能は、現在能(げんざいのう)と夢幻能の2種類に大きく分けられます。生きている人間のみが登場する現在能に対し、霊的な存在が主人公となる夢幻能は、特に能に特徴的なものです。その典型的な構成は、次のようになっています。

旅の僧など(ワキ)が名所旧跡を訪れると、ある人物(前シテ)があらわれて、その土地にまつわる物語をします。その人物は他人事のように物語をしてから消えるのですが、実はその物語における重要な存在であり、仮に現実の女性や老人などの姿をとっているにすぎないのです。ここでシテがいったん舞台から退場することを「中入(なかいり)」といいます。その後、ワキが待っていると、今度は先ほどの人物が、亡霊、神や草木の精など、本来の霊的な姿を明示しながら登場し(後シテ)、多くの場合クライマックスには舞を舞います。「夢幻能」という名称は、霊的な存在があらわれたのがワキの夢の中とされていることにもよっています。
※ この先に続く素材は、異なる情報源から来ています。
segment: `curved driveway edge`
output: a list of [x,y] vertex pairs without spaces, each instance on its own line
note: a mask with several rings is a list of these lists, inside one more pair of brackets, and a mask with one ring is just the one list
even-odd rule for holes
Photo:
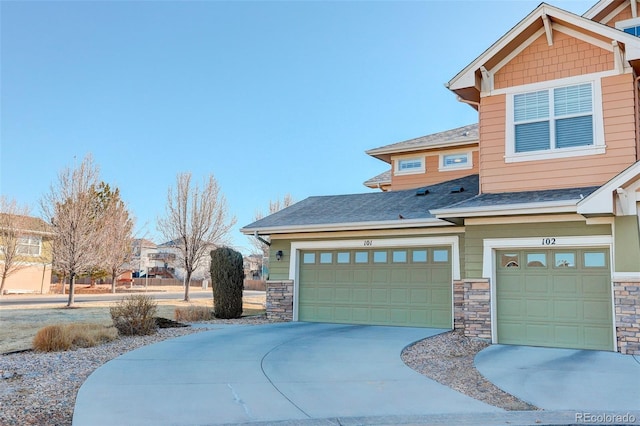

能 (宝生流) 『忠度』【前場】 平成18年3月1日 国立能楽堂

能 (宝生流) 『忠度』【前場】
平成18年3月1日 国立能楽堂
〔前シテ〕佐野萌 [浦の老人]

宝生流『忠度』 佐野萌

能 (宝生流) 『忠度』【後場】
平成18年3月1日 国立能楽堂
〔後シテ〕佐野萌 [平忠度]

夢幻能の中でも人間が主人公となる曲では、シテの亡霊はワキの僧の弔(とむら)いにより成仏することを願って登場し、特に後半で昔を回想したり、再現したりすることが多くなっています。そうした宗教的な枠組みを離れた曲もありますが、いずれにしても多くの夢幻能では、特にシテに焦点があたるため、「シテ一人主義」といわれることもあります。夢幻能は、ある一人の生涯の中での特別なエピソードと、その内面の心情を描き出すのにとても効果的な構成を持っているのです。

シテが中入を挟んで2度登場する曲では、前半を前場(まえば)、後半を後場(のちば)といいます。ただし、夢幻能には『清経(きよつね)』『経正(つねまさ)』『西行桜(さいぎょうざくら)』などのように、1場構成で、亡霊や精の本体のみが登場する曲もあります。

霊的な存在が登場する夢幻能が、重要な作品群となるような能の世界。そこには、死や異界が現代よりずっと身近にあった生活の中で、人間の生を深く見つめ考えていた世阿弥たちの姿が透かし見えるようです。